Growers should be on alert for claims made by employees to the Equal Employment Opportunity Commission, a federal agency that enforces laws against workplace discrimination based on gender, race, national origin, disability, and religion.
The commission is targeting Pacific Northwest farmers. It has announced that its national priorities now include “protecting immigrant, migrant and other vulnerable workers” and “preventing harassment through systemic enforcement and targeted outreach.” What is most worrisome about these discrimination claims is that the commission often takes a charge from one employee or former employee and then argues that there is an entire class of employees who may have been discriminated against as well. The commission prefers these classwide or “systemic” cases in large part because they greatly increase damages, are costly and time-consuming for the employer to defend, and come with a significant amount of publicity generated by commission press releases.
The commission has filed several recent suits against Northwest farmers, asserting claims of sexual harassment and even “human trafficking.” It is also pursuing claims against growers for not providing the same opportunities for women in nontraditional areas of work, such as supervisors, equipment operators, irrigation workers, and pruners. The commission has broad authority and frequently uses aggressive litigation tactics that not only increase the employer’s costs but demand much of the employer’s time. Most employers end up settling to avoid the expense and aggravation of litigation, but some employers have fought back.
In 2010, the commission brought a class action against Evans Fruit Company, an apple grower in Cowiche, Washington, claiming that a ranch foreman and certain crew leaders had sexually harassed female farmworkers. That class action began with the claims of three women who were former employees of Evans Fruit. Eventually, Evans Fruit was able to whittle down the “class” to 13 women, and in April 2013, a jury found in favor of Evans Fruit as to all 13 claims. Although the Evans case established that employers who are willing to fight the commission can win, it is far better for employers to avoid lawsuits in the first place.
Tips for avoiding discrimination lawsuits
—Have an up-to-date sexual harassment and -discrimination policy, which describes conduct that is prohibited. Explain the company’s complaint procedure and give phone numbers for the people authorized to receive complaints. The policy should make clear the employer’s intention to investigate thoroughly and include a promise not to retaliate against people making complaints;
—Identify more than one person to whom -people can complain. If you employ workers who do not speak English, one of the people identified to receive -complaints must be a Spanish speaker;
—Distribute your antiharassment policy to all employees, including new hires, on an annual basis and establish a system that proves each employee received a copy;
—Post the policy where employees will see it often;
—Include your phone number on every pay stub;
—Consider the possibility of a third-party anonymous hotline. There is a cost, but it is small compared to the cost of litigation and will remove any argument that an employee was too fearful to complain;
—Investigate every claim of discrimination and -carefully document who, what, when, where, and -witnesses;
—Maintain documentation and witness statements;
—Take action against offenders;
—Follow up with the complaining party to make sure the bad conduct has stopped;
—Remember that any action taken against a person who complains of discrimination may be construed as retaliation, which may result in claims;
—Provide sexual harassment and other discrimination training (in Spanish and English) on an annual basis and maintain sign-up sheets for those who attend.

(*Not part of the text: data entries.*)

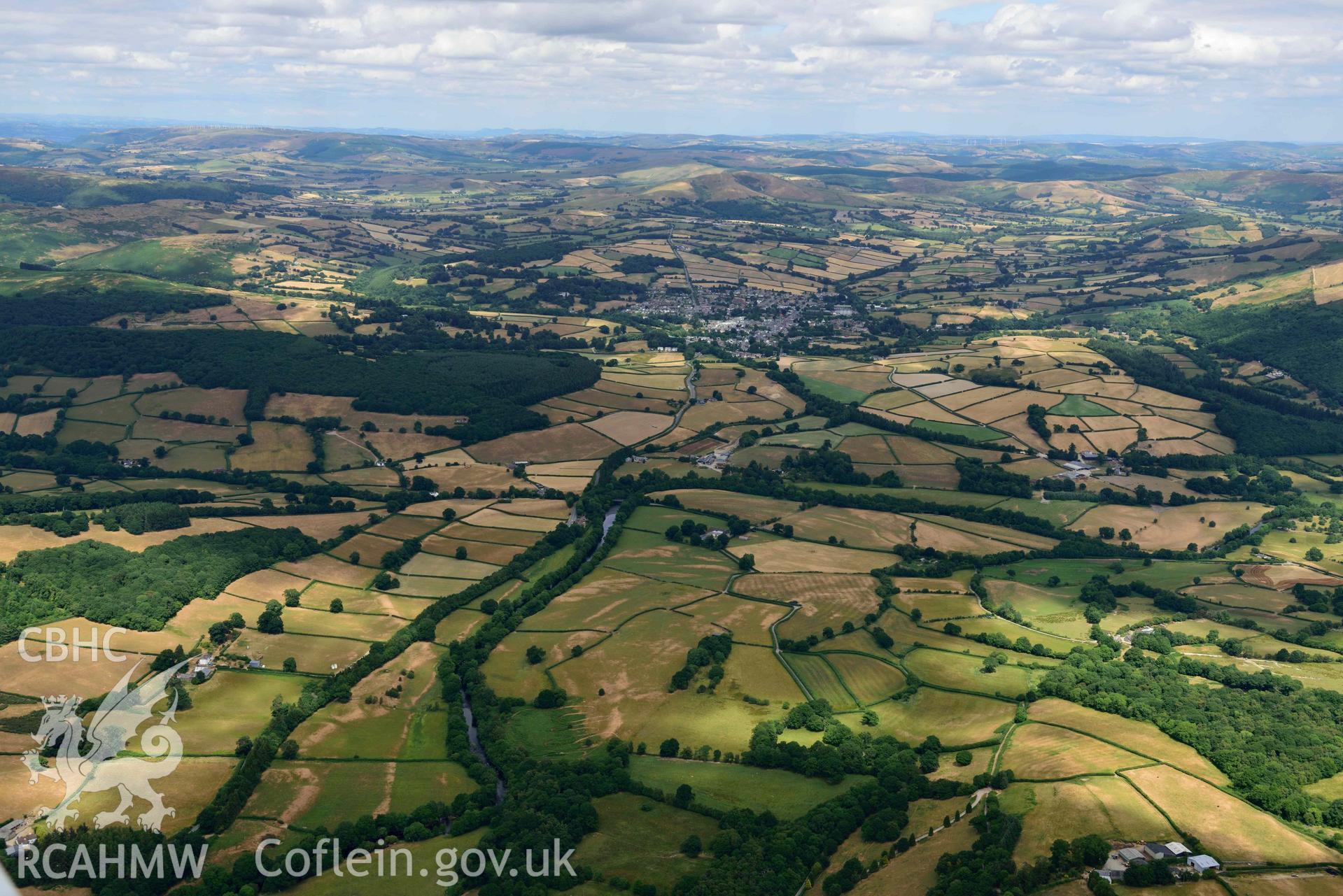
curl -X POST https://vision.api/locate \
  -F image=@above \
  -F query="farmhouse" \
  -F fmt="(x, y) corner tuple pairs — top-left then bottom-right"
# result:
(1119, 846), (1147, 865)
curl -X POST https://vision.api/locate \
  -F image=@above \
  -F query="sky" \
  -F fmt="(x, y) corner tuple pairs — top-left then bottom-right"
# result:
(0, 0), (1343, 141)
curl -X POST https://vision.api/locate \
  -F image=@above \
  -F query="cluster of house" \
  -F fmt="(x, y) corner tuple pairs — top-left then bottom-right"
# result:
(1097, 841), (1222, 884)
(697, 448), (732, 469)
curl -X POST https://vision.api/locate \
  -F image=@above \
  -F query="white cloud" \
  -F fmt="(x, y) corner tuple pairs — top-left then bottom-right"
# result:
(0, 0), (1343, 138)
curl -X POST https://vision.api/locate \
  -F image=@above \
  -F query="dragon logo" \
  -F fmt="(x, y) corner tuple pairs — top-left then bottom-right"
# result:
(13, 660), (190, 830)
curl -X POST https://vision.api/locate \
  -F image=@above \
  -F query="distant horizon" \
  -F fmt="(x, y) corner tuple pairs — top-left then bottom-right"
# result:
(0, 0), (1343, 143)
(0, 111), (1326, 146)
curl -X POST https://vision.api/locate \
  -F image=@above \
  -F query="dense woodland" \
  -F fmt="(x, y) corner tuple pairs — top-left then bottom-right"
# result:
(0, 527), (317, 643)
(0, 327), (598, 441)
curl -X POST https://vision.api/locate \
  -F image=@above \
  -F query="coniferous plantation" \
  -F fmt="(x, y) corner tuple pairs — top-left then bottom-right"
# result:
(8, 15), (1343, 896)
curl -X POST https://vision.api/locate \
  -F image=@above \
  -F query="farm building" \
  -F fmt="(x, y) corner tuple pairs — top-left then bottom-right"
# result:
(1143, 841), (1188, 860)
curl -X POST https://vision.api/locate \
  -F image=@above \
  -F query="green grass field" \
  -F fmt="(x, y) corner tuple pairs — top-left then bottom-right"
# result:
(573, 792), (719, 890)
(630, 757), (871, 820)
(1046, 396), (1118, 417)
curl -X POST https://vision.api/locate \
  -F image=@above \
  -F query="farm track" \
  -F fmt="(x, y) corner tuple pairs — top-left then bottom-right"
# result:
(462, 496), (621, 806)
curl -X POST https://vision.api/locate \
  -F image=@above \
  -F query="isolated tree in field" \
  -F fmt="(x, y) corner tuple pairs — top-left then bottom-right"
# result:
(257, 601), (285, 634)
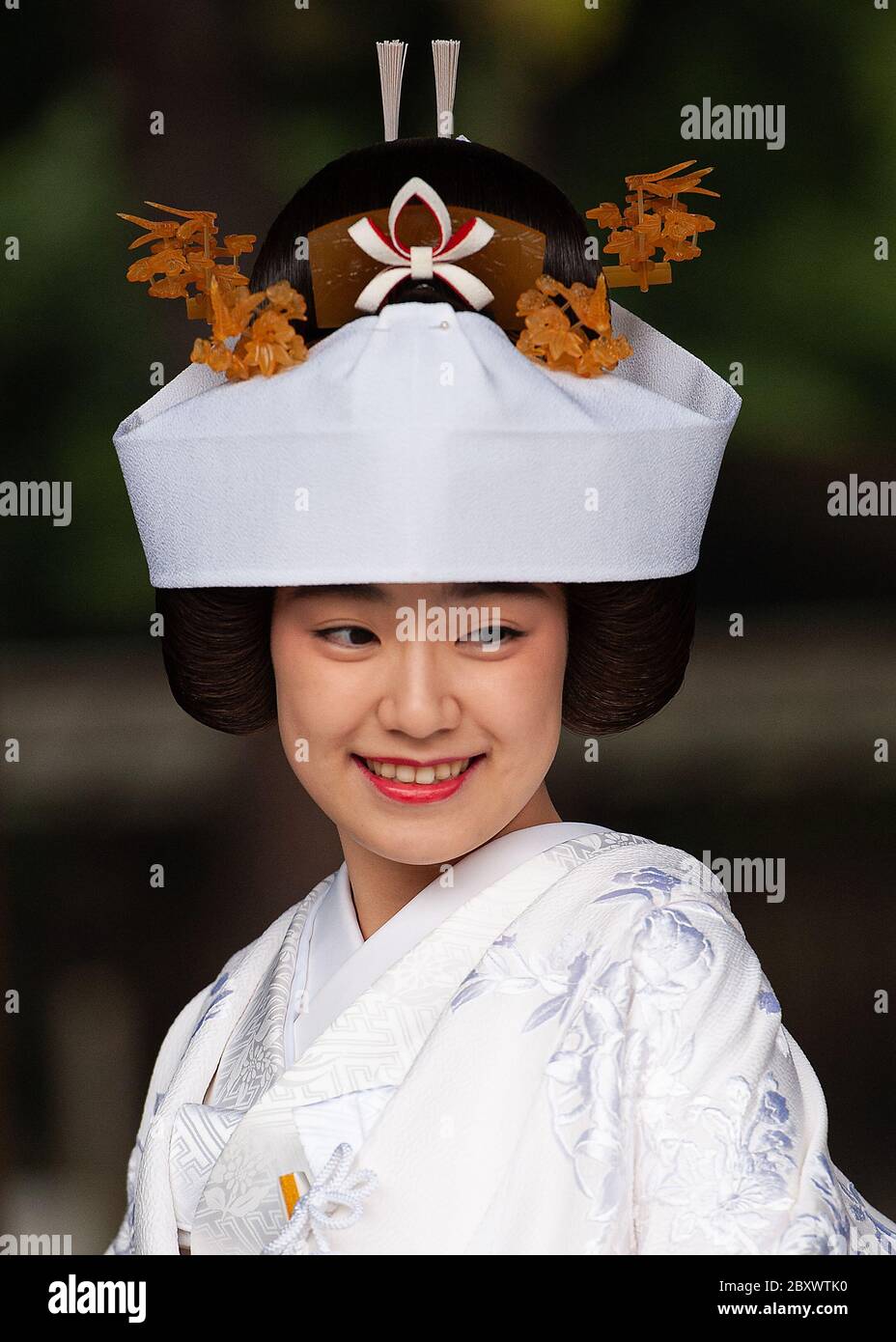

If your workforce is largely migrant or field workers and mass training is difficult, consider a short video to be shown to new hires and all employees annually;
—Revamp hiring and promotion policies to increase the number of women in nontraditional jobs;
—Establish an e-mail policy prohibiting -sexual, racial, and other offensive or discriminatory -communications;
—Never send an e-mail that you would not like to see blown up large in a courtroom;
—Understand your liability regarding guestworkers and farm labor contractors. You can be liable for their misconduct or errors. Seek legal counsel.